I have heard many of you say that you are afraid — fear in your community, fear in your daily life, and, most cruelly, fear of your own skin color. We will not have a society to celebrate unless we can ensure that everyone who gives love, labor and life for this country is free from fear.

At Apple, our mission has always been, and always is to create technologies that empower people to change the world and make it a better place. We always draw strength from diversity, welcome people from all walks of life to our stores around the world, and strive to build an Apple that is inclusive of all.

But we must work together to do more. Today, Apple is donating to a number of groups, including the Equal Justice Initiative, a nonprofit that works to challenge racial injustice, end mass incarceration, and protect the human rights of the most vulnerable people in American society. In June, to mark the 19th of June, we will also make a two-to-one match through Benevity’s donations to all employees.

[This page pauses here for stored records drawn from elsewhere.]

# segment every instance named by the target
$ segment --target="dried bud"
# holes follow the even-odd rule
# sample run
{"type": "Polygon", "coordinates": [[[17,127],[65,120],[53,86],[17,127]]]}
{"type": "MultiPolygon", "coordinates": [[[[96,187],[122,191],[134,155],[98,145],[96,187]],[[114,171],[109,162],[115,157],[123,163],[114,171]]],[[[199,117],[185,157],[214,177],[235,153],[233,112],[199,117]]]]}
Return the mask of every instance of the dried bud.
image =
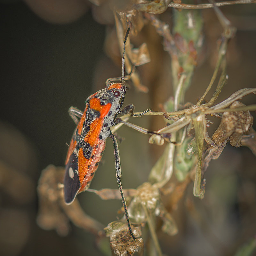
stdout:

In order to create change, we must re-examine our own views and actions in the light of a deeply felt but often overlooked pain. We cannot stand idly by when it comes to human dignity. For our colleagues in the black community, we see you. You are important, your lives are important, and you are valuable here in Apple.

For all of our colleagues, please know that you are not alone and that we have the resources to support you. Now more than ever, it is necessary to talk to each other and find a cure in our common humanity. We also have free resources to help you, including our employee assistance program and mental health resources, which you can find on the People page.

At this time, many people may just want to return to normal, or only when we look away from the unjust eyes will we feel comfortable. While this may be hard to admit, the desire itself is a symbol of privilege. The death of George Freud is shocking and sad proof that we must set our goals much higher than the “normal” future and build a future that lives up to the highest ideals of equality and justice.

In the words of Martin Luther King, “Every society has its protectors of the status quo, and its brothers of the apathetic, who are notoriously sleeping in the revolution.” Today, our survival depends on our ability to stay awake, adapt to new ideas, remain vigilant and face the challenges of change. “

Every breath we breathe must commit to this change, to create a better and more just world for everyone.